Jumat, 05 Oktober 2012

TOKOH INSPIRATIF NUsa 05//Lebih Dekat dengan Asnawi Amir



Disiplin karena Pernah jadi Menwa
Penulis: Wakhid Qomari (Tulisan 2012)


Perawakannya kecil, tapi berwibawa. Dan kewibawaan itu semakin nampak ketika dia membuka cerita tentang masa kecilnya sampai kiprah masa lalunya untuk memperjuangkan NU di Tuban. Dialah Asnawi Amir. Sosok yang sangat berperan dalam perkembangan L.P Ma’arif, STITMA, SMA Mu’alimin, dan SMK YPM 12 Tuban. Karena peran itulah, pada edisi ini NUsa menjadikannya sebagai tokoh inspiratif.

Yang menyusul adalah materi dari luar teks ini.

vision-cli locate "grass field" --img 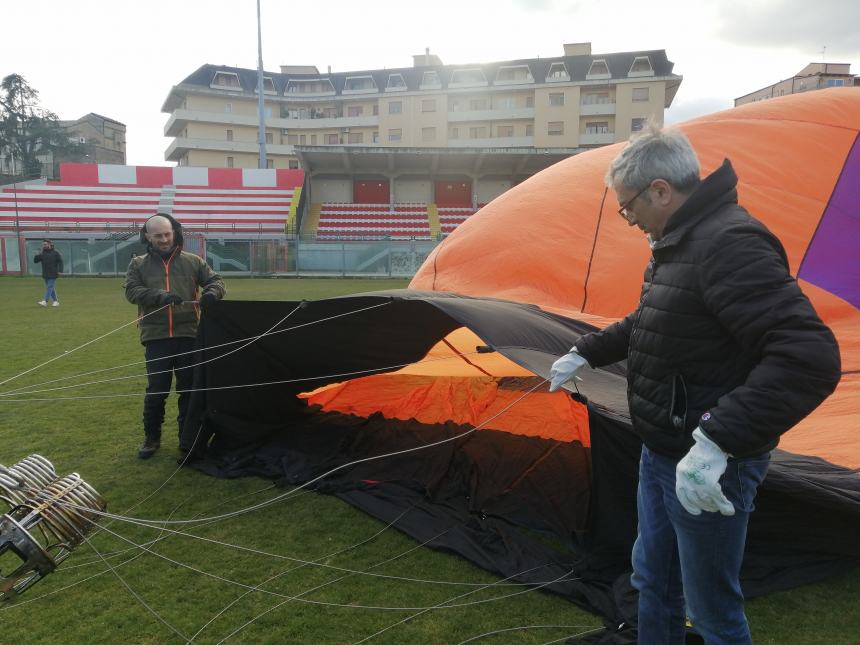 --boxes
[0,278,860,645]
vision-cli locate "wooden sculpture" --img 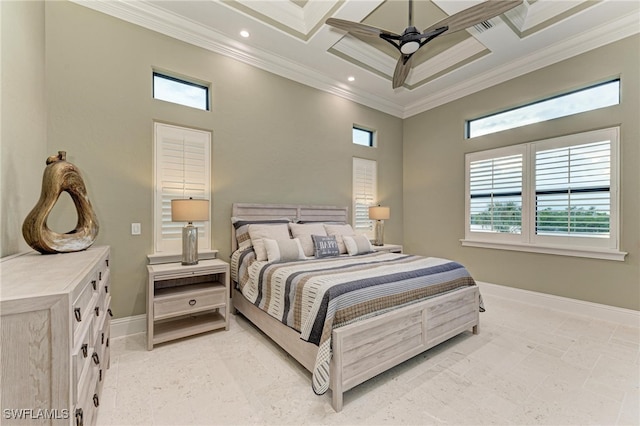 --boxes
[22,151,99,254]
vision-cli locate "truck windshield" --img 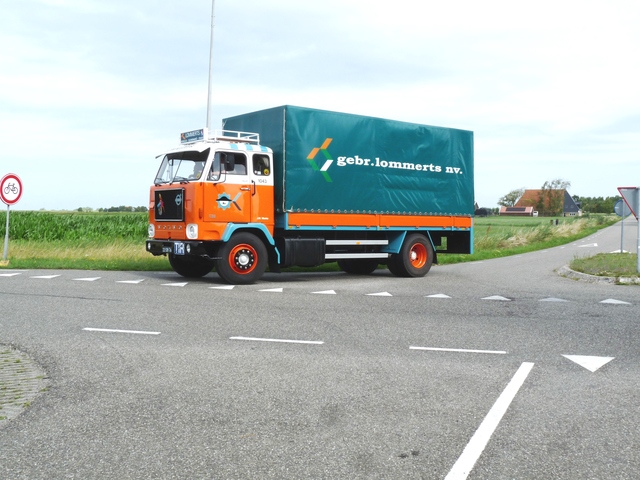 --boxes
[154,149,209,185]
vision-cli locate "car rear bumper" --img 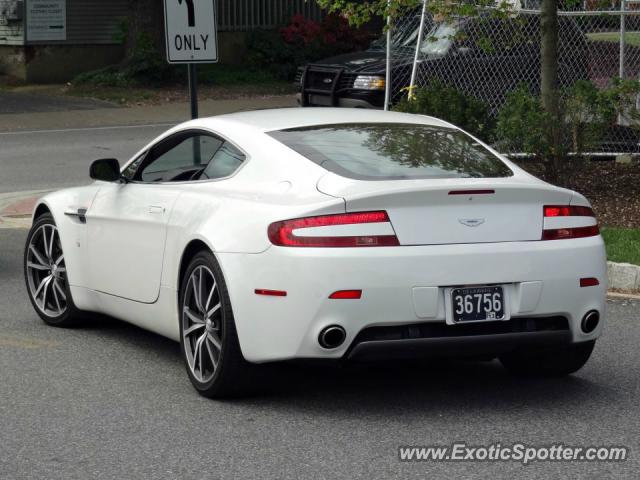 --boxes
[218,236,607,362]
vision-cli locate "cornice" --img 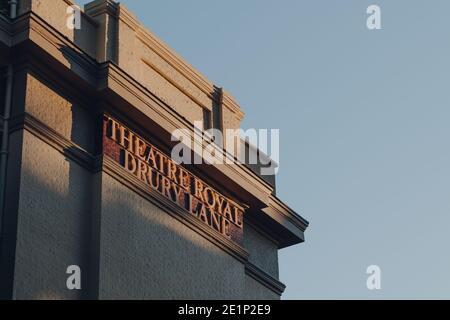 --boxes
[84,0,119,18]
[10,113,95,171]
[222,91,245,121]
[7,12,306,249]
[269,195,309,231]
[10,113,285,295]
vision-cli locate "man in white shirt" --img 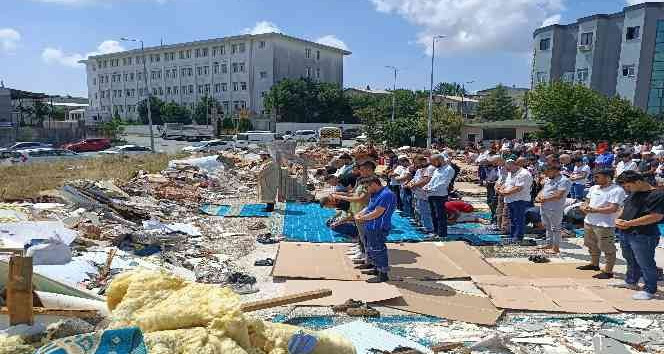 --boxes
[577,169,625,279]
[616,152,639,178]
[422,154,454,239]
[498,157,533,242]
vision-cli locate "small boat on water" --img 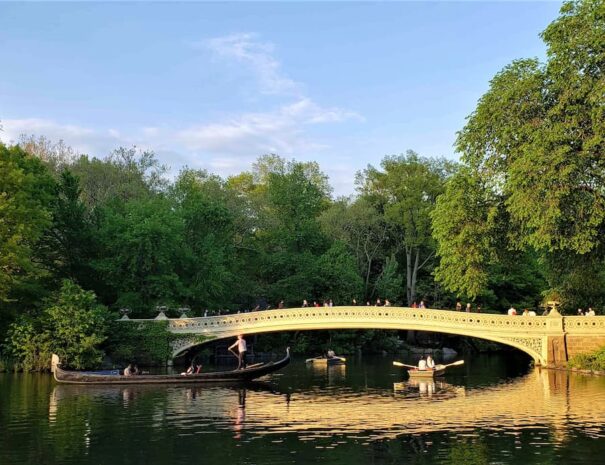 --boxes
[393,360,464,379]
[408,365,445,379]
[51,347,290,385]
[306,355,347,366]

Asnawi tinggal tak jauh dari Masjid Rahmat Jl. Diponogoro Tuban. Saat ditemui NUsa pertengahan September lalu, Asnawi memakai baju koko, berkopiyah putih dan bersarung putih. Dengan ramah, dia menerima kedatangan NUsa dan menceritakan masa kecilnya dan semua kiprahnya di NU.

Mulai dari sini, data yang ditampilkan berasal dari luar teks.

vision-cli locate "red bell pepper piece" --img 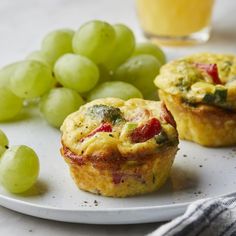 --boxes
[131,118,161,143]
[80,123,112,142]
[161,103,176,128]
[195,63,222,84]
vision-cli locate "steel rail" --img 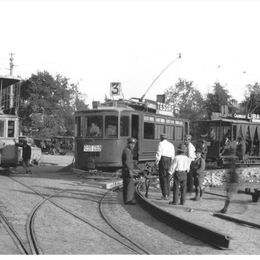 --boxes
[9,176,144,254]
[136,183,231,249]
[99,190,152,255]
[0,211,29,255]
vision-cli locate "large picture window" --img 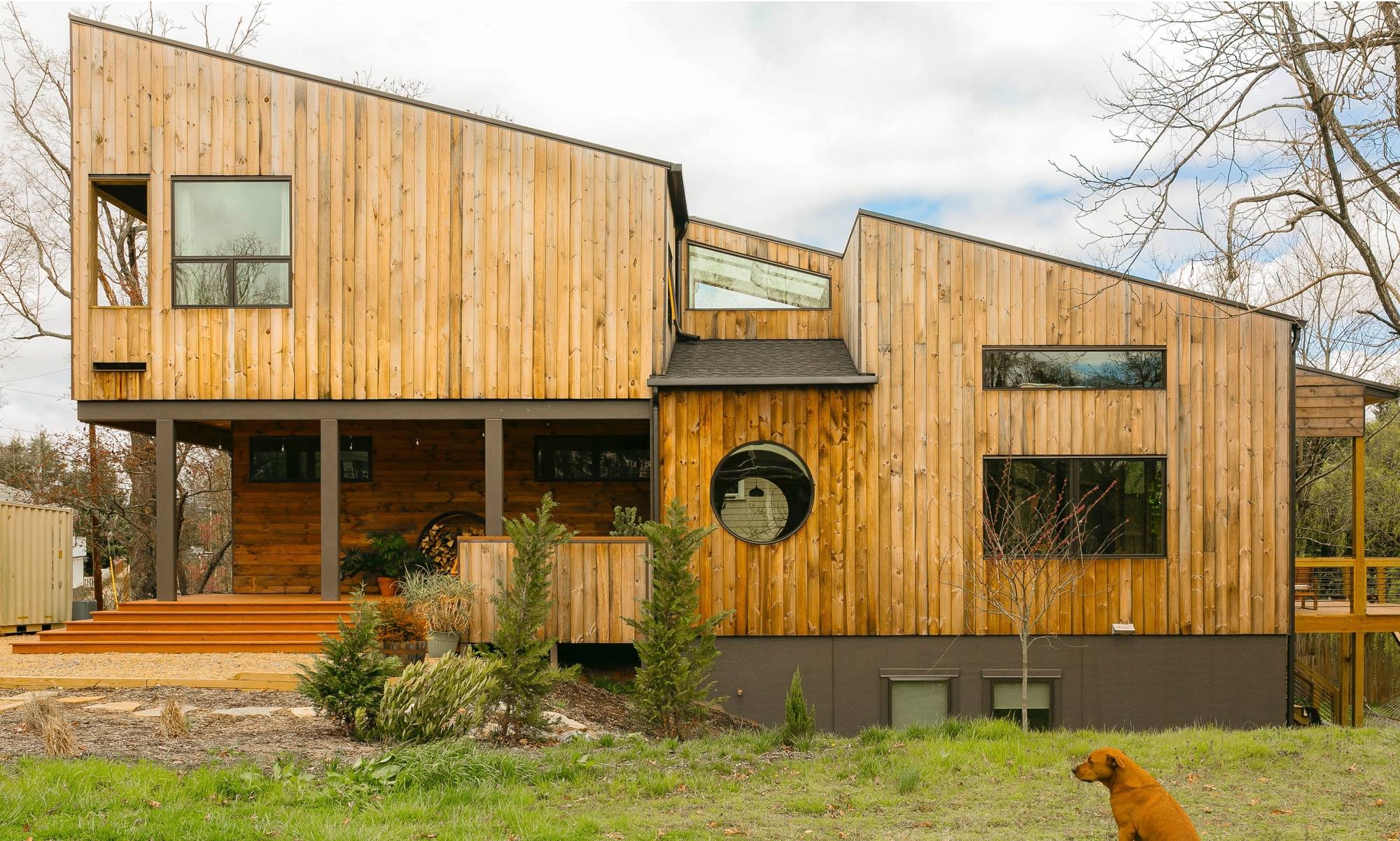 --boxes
[248,435,374,481]
[710,441,813,543]
[981,347,1166,389]
[686,242,832,309]
[171,178,291,306]
[984,456,1166,557]
[535,435,651,481]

Asnawi terlahir pada 16 April 1946, hasil pernikahan dari pasangan Amir dan Masfu’ah. Ayahandanya adalah seorang yang disegani di Montong. Meskipun ayahandanya hanya sebagai seorang petani, dia merupakan pengurus NU, sekaligus tokoh perintis lembaga pendidikan di Jetak-Montong, yakni MI Tarbiyatul Banin Banat.

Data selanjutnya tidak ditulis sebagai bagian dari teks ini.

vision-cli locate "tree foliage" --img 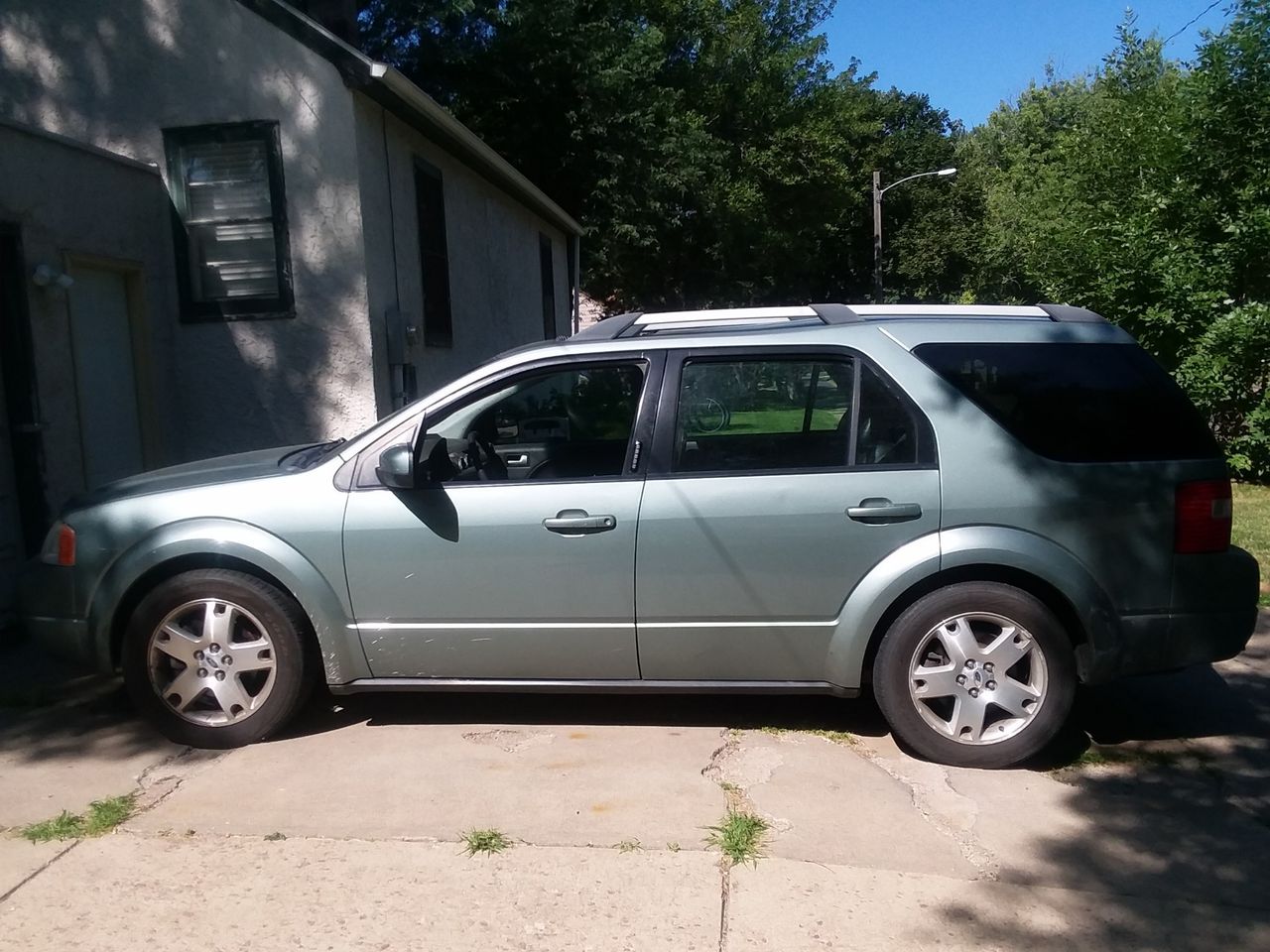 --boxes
[958,0,1270,479]
[362,0,964,308]
[362,0,1270,479]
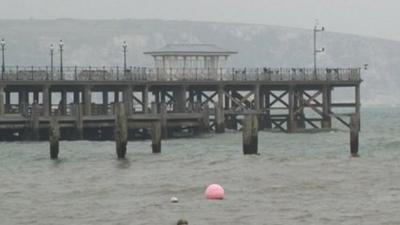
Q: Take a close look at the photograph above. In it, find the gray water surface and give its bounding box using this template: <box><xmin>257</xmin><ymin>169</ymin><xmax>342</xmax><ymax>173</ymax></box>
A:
<box><xmin>0</xmin><ymin>108</ymin><xmax>400</xmax><ymax>225</ymax></box>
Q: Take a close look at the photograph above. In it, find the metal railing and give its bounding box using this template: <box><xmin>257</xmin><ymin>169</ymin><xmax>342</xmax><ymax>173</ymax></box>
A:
<box><xmin>0</xmin><ymin>66</ymin><xmax>361</xmax><ymax>81</ymax></box>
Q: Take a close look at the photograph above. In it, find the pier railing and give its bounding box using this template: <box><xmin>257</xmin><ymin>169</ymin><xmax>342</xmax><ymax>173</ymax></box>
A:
<box><xmin>0</xmin><ymin>66</ymin><xmax>361</xmax><ymax>81</ymax></box>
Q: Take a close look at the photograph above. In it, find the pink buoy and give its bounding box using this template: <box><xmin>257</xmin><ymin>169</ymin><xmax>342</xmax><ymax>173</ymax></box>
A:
<box><xmin>205</xmin><ymin>184</ymin><xmax>224</xmax><ymax>200</ymax></box>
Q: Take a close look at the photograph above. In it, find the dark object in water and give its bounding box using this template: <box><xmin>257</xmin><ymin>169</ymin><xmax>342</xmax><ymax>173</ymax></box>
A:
<box><xmin>176</xmin><ymin>219</ymin><xmax>189</xmax><ymax>225</ymax></box>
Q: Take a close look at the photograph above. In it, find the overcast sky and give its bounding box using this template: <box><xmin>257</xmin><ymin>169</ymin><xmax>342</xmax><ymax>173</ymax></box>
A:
<box><xmin>0</xmin><ymin>0</ymin><xmax>400</xmax><ymax>41</ymax></box>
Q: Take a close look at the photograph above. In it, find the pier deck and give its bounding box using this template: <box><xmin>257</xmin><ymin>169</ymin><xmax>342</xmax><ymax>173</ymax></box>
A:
<box><xmin>0</xmin><ymin>67</ymin><xmax>362</xmax><ymax>140</ymax></box>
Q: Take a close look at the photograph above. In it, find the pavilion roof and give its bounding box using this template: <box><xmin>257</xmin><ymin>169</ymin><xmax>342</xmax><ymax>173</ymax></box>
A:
<box><xmin>144</xmin><ymin>44</ymin><xmax>237</xmax><ymax>56</ymax></box>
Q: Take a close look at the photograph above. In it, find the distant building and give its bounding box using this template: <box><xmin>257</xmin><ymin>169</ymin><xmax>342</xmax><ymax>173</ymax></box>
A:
<box><xmin>144</xmin><ymin>44</ymin><xmax>237</xmax><ymax>70</ymax></box>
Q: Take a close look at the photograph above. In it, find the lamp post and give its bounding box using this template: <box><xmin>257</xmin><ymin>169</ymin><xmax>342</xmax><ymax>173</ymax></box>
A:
<box><xmin>0</xmin><ymin>38</ymin><xmax>6</xmax><ymax>79</ymax></box>
<box><xmin>122</xmin><ymin>41</ymin><xmax>128</xmax><ymax>75</ymax></box>
<box><xmin>59</xmin><ymin>40</ymin><xmax>64</xmax><ymax>80</ymax></box>
<box><xmin>314</xmin><ymin>22</ymin><xmax>325</xmax><ymax>75</ymax></box>
<box><xmin>50</xmin><ymin>44</ymin><xmax>54</xmax><ymax>79</ymax></box>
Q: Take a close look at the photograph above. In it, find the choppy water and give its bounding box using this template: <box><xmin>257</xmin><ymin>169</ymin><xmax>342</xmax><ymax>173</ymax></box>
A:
<box><xmin>0</xmin><ymin>108</ymin><xmax>400</xmax><ymax>225</ymax></box>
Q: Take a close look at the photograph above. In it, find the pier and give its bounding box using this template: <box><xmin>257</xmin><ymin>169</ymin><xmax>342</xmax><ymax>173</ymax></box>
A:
<box><xmin>0</xmin><ymin>67</ymin><xmax>362</xmax><ymax>140</ymax></box>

Diakuinya, karena pengaruh kehidupan yang telah dikondisikan oleh orang tuanya itu, Asnawi menjadi anak yang senang belajar di lembaga pendidikan, selain juga terbiasa dengan aktifitas bertani. Terbukti pada 1959, dia menamatkan pendidikan dasarnya di dua sekolah sekaligus, yakni, SDN Montong dan MI Tarbiatul Banin Banat. Saking aktif dan semangatnya, ketika terjadi gejolak antara Indonesia dan Malaysia, dia bersedia dilatih perang-perangan. Namun, dia tidak merasa malu untuk membantu orang tuanya di sawah. Bahkan sampai telah belajar di perguruan tinggi pun, kalau dia pulang ke rumah, dia akan pergi ke sawah. “Salah satu mahasiswa yang kalau di rumah mau pergi ke sawah, ya saya ini,” ungkapnya bangga.
Pada 1961-1963 dia bersekolah di MTs Tarbiatul Banin Banat. Setelah menamatkan studinya di MTs Tarbiatul Banin Banat, dia melanjutkan studinya di Sekolah Persiapan Masuk Perguruan Tinggi pada 1963-1964.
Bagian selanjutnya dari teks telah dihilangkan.